DNA containing the SIRE1 endogenous retrovirus was recovered from a λFIXII soybean genomic library (Stratagene) by standard plaque hybridization 43, and HindIII-digested fragments were sub-cloned into pSPORT1 (Life Technologies) as described 11. DNA from three contiguous subclones, pAMH3C, pAMH3G, and pAMH3D were isolated and sequenced as described 11. The junctions and contiguity of these subclones were confirmed by direct sequencing of the intact λFIXII genomic clone across the HindIII junctions. These sequences were previously deposited [Genbank: U96295 and AF095730]. A BLASTp search with the conceptual translation of AF095730 (see below) indicated that this accession contained the pol region of an uncharacterized retrotransposon. Several additional positive clones from this library were recovered and segments of the isolated DNAs were sequenced directly or amplified using Taq DNA Polymerase (Promega). For amplifications, reactions were preheated for 3 min. at 94°C, then 30 cycles were run at 94°C for 30 sec., 54°C for 30 sec., and 72°C for 1 to 2 min. Amplicons were spin column-purified (Qiagen) and sequenced as described 11. Sequences were deposited [GenBank: AY656632-AY656653].

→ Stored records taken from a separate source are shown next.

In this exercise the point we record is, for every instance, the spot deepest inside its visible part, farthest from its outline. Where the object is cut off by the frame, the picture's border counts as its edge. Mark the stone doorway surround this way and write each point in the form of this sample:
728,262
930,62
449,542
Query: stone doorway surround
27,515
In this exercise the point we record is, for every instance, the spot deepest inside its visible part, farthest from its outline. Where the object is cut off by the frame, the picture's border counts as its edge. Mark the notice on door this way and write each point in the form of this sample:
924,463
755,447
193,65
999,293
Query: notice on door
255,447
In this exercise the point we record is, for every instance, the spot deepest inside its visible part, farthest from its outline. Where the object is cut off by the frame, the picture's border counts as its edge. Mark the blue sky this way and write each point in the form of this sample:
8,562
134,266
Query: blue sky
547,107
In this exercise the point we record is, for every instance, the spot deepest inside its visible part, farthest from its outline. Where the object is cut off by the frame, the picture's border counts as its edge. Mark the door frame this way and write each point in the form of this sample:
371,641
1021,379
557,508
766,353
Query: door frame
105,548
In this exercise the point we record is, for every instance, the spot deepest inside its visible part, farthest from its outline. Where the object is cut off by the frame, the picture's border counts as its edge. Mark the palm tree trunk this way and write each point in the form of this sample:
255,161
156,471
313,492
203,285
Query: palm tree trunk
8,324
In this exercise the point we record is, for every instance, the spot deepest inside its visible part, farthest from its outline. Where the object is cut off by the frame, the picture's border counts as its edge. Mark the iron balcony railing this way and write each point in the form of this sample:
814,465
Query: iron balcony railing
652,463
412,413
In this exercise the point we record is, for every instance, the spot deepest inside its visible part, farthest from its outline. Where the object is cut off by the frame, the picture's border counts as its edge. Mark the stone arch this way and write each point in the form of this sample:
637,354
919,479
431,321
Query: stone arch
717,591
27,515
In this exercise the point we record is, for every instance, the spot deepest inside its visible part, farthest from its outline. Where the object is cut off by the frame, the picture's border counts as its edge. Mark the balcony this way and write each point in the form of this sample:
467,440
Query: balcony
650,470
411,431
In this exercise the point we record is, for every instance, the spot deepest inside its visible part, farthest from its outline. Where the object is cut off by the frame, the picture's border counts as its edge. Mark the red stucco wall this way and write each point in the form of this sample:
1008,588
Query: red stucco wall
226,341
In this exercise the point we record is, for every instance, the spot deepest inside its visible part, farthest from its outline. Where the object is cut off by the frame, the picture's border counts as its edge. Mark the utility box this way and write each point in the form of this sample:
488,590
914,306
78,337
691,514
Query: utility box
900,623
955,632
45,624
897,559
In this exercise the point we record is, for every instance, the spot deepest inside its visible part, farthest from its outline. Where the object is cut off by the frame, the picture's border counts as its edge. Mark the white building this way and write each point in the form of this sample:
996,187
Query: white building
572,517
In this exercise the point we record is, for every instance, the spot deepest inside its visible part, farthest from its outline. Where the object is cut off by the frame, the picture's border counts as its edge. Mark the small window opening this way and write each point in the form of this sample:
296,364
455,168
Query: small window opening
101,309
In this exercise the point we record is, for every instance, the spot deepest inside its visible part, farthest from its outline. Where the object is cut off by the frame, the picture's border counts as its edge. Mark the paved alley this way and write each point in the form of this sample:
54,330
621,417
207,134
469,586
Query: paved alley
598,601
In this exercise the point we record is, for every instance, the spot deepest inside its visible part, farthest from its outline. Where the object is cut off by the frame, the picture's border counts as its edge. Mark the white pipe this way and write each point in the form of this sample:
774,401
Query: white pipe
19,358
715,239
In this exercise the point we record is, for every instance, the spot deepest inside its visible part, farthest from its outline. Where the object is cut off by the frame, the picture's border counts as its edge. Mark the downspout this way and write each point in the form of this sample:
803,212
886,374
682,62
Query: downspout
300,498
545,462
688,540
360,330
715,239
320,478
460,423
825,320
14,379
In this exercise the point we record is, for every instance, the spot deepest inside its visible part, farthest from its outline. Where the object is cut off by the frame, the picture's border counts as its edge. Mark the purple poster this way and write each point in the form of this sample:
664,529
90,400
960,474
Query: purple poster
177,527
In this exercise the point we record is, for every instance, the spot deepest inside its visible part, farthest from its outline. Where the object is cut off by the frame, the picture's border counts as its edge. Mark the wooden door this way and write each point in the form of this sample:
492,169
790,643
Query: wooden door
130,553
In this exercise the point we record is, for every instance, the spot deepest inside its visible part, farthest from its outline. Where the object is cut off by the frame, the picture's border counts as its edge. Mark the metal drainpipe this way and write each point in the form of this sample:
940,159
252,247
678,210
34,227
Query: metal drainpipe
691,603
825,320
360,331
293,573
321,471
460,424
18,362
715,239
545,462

pAMH3D, compromising the protease and RT coding domains, was used to probe a soybean BAC library 20 (generously provided by K. Meksem) under moderate stringency 43 for the presence of sequences related to AF095730. Ten clones were chosen arbitrarily for amplification and sequencing. DNAs from BAC clones were recovered using Procipitate (Ligochem) and selected regions were amplified using Taq DNA Polymerase (Promega). After preheating reactions for 3 min. at 94°C, 30 cycles were run at 94°C for 30 sec., 54°C for 30 sec., and 72°C for 1 min. Regions within pAMH3D were first PCR-amplified using primer pairs PDIA01F-02R, PDIA03F-04R, PDIA05F-06R, PDIA07F-08R, PDIA09F-10R, PDIA11F-12R, and PDIA13F-14R (see Table 1). The amplicons were purified on Qiagen spin columns and sequenced directly without cloning as described 11. Sequences for regions beyond the ends of AF095730 were generated directly from BAC DNA using outward facing primers (PDIA02R and 03F) derived from the termini of AF095730, followed by additional outward extensions with primers PDIA16F, 17R, 18R, 19R, 20R, 21F (Table 1). BAC clone sequences have been deposited [GenBank: AY656654-AY656662].

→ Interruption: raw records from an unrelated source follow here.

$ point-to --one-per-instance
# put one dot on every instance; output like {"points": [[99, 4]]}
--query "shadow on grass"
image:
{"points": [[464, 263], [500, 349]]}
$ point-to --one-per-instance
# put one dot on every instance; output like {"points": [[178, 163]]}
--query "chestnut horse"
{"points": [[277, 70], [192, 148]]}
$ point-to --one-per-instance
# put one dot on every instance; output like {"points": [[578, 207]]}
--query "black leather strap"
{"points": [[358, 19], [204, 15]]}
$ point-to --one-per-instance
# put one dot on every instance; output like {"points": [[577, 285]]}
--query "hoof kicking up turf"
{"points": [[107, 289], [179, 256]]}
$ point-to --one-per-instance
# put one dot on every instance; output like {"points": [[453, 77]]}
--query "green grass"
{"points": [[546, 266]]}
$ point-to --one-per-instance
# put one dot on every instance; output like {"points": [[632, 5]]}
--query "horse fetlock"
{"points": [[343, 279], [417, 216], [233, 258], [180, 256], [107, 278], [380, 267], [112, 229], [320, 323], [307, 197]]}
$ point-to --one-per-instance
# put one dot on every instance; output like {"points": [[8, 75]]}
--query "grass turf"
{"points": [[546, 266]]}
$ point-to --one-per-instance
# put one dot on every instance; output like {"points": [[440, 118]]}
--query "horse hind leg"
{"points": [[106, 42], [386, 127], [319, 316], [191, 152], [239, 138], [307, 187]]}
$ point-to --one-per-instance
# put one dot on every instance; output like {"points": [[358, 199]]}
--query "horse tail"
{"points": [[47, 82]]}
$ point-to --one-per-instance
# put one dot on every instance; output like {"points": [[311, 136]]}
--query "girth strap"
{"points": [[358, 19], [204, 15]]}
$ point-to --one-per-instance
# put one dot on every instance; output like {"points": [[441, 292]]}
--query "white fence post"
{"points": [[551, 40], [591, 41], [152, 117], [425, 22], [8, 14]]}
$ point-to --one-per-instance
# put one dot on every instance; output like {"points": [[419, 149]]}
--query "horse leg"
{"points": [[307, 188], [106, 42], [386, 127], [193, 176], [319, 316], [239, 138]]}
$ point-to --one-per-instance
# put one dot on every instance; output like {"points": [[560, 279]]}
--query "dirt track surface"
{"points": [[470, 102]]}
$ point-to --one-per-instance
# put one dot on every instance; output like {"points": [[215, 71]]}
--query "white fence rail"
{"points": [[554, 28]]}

Selected regions of AF095730 and their conceptual translations were used to query all relevant Genbank databases, including nr, Genome Sequence Survey (GSS) and Expressed Sequence Tag (EST), with BLASTn and BLASTp searches 4445. Conserved protein domains were identified with CDD 46.

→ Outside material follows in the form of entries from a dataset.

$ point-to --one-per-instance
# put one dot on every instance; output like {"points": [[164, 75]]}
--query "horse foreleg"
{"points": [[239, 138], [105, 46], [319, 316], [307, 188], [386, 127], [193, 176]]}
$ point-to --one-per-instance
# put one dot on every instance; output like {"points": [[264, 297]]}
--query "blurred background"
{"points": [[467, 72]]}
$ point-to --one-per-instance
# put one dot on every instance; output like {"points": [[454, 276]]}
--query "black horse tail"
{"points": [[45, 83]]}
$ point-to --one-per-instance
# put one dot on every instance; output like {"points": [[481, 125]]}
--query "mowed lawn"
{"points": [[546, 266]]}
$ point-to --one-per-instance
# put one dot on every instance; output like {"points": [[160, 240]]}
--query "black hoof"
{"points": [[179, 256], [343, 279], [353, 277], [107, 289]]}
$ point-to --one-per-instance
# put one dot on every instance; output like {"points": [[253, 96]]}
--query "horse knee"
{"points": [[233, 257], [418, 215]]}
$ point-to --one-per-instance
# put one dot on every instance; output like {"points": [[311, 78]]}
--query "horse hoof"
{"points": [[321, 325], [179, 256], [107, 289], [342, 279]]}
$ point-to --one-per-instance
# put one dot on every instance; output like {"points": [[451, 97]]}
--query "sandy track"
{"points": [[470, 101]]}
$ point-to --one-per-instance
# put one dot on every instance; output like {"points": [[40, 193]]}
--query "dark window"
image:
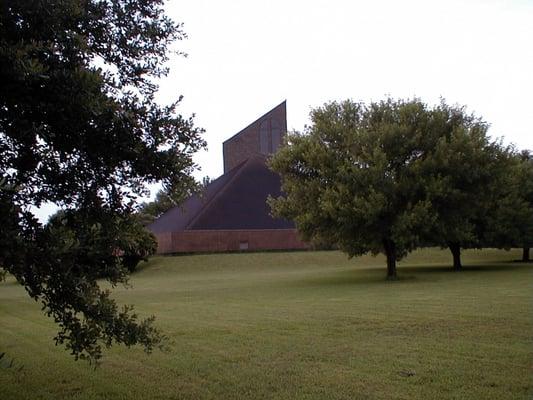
{"points": [[264, 137], [276, 135]]}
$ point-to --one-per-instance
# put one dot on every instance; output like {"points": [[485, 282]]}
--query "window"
{"points": [[264, 137]]}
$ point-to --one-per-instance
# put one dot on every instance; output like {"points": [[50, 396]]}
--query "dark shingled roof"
{"points": [[236, 200]]}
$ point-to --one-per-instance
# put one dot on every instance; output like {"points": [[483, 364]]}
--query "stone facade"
{"points": [[228, 240], [263, 136]]}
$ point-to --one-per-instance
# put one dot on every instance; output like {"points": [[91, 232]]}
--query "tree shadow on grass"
{"points": [[368, 276]]}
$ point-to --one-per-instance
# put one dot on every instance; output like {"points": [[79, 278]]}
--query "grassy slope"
{"points": [[310, 325]]}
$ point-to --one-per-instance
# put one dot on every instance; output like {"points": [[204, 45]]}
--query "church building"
{"points": [[232, 214]]}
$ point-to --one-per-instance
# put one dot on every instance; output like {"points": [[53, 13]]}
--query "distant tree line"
{"points": [[391, 176]]}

For assembly of the consensus nucleotide sequence, Glycine max accessions from the GSS and EST databases with bit scores greater than 200 (E values < 10^-52) were added to the consensus construct. These criteria generally reflect >90% DNA sequence identity over at least 200 bp of overlap. The nr nucleotide database contained no significant hits. New additions to the ends of the expanding consensus were used to re-query the databases until the LTR redundancy was recognized and the contig formed a circle. Contigs were assembled using the Seqman program from Lasergene 5 (DNAStar). To locate the LTR, direct repeats greater than 25 bp were first identified using Lasergene GeneQuest (DNAStar) and the termini of the LTRs were confirmed by manual inspection, as were other non-coding features of the sequence. Because LTR junction sequences at both termini contained either internal element DNA or external flanking DNAs, these were carefully examined for consensus DNA (internal) or unique DNAs (external). External DNAs were trimmed from the contig. Potential splice junctions were evaluated using GeneSplicer 47 and NetGene2 48. Transmembrane domains were predicted using TMPred 49

The pol region of the conceptually translated consensus sequence was used to query the Genbank protein database for related sequences. A ClustalW alignment (see Additional file 1) was generated from a contiguous region of RT representing conserved domains two through seven 29 using Lasergene 5 (DNAStar), and a neighbor joining tree using p distances with 1000 bootstrap pseudo-replicates was constructed using MEGA2 50.